Secure Impersonation - 4.1 RC Documentation

Dataset Improvements

Namespace Permissions

In order to impersonate an application with an owner principal (user) different from the namespace owner, the application owner must be able to create entities in the namespace.

Directories in HDFS under the <namespace_root>/data to create file sets and <namespace_root>/tmp as a staging location for launching programs.
- If you create the <namespace_root> beforehand and pass it in as a custom root directory when creating the namespace, you must ensure that all users that impersonate applications have write permissions in this directory.
- If you do not specify a custom location for the namespace, you can specify a group name for the namespace.
  - via the group-name option in the CLI:
    create namespace <name> principal <name/host@domain> group-name <group> keytab-URI <keytab-location>
  - via the groupName property in the namespace configuration when using the REST API: http://docs.cask.co/cdap/4.1.0-SNAPSHOT/en/reference-manual/http-restful-api/namespace.html#namespace-configurations
  As a best practice, we recommend to make every application owner as well as the namespace owner member of that group. CDAP will create the mentioned directories with that group ownership and rwx permissions permissions for that group.
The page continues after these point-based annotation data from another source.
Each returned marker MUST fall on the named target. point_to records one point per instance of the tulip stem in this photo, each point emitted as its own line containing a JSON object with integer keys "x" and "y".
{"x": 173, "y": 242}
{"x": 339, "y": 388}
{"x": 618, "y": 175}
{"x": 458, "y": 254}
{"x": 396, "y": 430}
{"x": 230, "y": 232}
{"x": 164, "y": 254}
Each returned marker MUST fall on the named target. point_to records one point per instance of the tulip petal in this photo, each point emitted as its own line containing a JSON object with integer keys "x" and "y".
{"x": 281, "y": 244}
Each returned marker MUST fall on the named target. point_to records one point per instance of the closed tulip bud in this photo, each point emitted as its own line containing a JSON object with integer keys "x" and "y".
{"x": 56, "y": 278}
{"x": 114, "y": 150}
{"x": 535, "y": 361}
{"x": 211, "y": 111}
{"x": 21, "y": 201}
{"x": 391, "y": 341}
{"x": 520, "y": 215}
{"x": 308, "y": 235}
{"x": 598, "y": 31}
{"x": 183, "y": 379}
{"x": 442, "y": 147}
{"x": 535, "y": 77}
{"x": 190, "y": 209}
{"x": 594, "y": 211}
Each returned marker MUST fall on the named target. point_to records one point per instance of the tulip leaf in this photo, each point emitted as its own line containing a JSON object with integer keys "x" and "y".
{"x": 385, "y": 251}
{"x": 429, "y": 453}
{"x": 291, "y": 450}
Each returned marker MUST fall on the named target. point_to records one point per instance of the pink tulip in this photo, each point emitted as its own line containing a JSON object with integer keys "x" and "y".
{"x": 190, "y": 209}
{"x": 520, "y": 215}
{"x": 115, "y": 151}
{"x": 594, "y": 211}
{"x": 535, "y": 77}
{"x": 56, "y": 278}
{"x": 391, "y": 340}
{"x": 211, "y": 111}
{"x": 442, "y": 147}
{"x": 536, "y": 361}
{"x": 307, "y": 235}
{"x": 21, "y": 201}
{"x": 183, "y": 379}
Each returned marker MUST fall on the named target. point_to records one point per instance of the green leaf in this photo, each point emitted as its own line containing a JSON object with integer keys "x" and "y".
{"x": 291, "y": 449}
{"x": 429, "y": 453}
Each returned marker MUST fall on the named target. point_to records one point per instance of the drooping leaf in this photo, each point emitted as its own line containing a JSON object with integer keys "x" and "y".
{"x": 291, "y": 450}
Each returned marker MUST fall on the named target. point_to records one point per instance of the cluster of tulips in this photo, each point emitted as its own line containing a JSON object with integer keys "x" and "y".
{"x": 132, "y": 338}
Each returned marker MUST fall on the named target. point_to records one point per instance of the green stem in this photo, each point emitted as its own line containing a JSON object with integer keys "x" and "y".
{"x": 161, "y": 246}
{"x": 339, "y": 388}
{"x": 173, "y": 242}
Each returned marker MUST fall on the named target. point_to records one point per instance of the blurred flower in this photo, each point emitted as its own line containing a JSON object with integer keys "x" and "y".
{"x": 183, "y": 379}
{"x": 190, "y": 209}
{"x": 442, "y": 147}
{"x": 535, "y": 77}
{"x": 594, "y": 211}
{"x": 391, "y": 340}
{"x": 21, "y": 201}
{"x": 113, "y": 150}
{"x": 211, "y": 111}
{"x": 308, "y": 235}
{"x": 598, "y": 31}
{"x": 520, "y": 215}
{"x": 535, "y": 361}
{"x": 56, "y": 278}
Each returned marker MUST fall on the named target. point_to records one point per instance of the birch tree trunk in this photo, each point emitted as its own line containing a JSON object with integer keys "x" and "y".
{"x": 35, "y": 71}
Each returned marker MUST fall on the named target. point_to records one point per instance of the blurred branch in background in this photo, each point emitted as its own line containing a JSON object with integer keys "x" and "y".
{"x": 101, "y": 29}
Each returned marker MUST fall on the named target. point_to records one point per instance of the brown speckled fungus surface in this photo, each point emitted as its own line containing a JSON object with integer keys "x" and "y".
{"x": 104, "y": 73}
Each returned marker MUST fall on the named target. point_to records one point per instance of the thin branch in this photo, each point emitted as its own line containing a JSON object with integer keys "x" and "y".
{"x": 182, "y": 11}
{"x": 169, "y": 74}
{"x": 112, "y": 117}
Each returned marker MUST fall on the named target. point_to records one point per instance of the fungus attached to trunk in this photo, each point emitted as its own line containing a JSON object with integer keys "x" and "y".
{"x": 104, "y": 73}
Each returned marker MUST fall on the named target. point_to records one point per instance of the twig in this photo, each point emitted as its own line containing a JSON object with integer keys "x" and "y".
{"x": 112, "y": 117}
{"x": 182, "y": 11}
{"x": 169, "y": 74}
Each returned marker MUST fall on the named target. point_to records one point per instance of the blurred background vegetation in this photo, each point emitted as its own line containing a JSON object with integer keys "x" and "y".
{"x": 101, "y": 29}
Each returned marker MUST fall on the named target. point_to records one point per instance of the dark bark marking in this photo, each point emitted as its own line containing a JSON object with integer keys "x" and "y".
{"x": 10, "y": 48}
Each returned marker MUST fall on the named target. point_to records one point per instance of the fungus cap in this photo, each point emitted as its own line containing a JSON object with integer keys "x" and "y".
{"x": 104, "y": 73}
Tables in the corresponding HBase namespace to create Table-based datasets
- If you provide a custom HBase namespace when creating the namespace, it is your responsibility to ensure that every application principal can create tables in this namespace.
  - in hbase shell: grant '<user>, 'AC', '@<namespace>'
  - or grant '@<group>', 'AC', '@<namespace>'
- If you let CDAP create the namespace, it will use the group name specified in the namespace configuration to issue the grant '@<group>', 'AC', '@<namespace>'. In this case it is necessary that all application owners are in that group.
Tables in the namespace's Hive database, to be able to enable Explore for datasets. Depending on the Hive authorization settings:
- The application user must be privileged to create tables in the database
- Hive must be configured to grant all privileges to the user that creates a table (depending on Hive configuration, this may not be the case)
- For any sharing between applications that requires additional permissions, these must be granted manually.

Dataset Permissions

CDAP 4.1 adds the capability to configure dataset permissions through dataset properties to allow access of data by users other than owner of the dataset.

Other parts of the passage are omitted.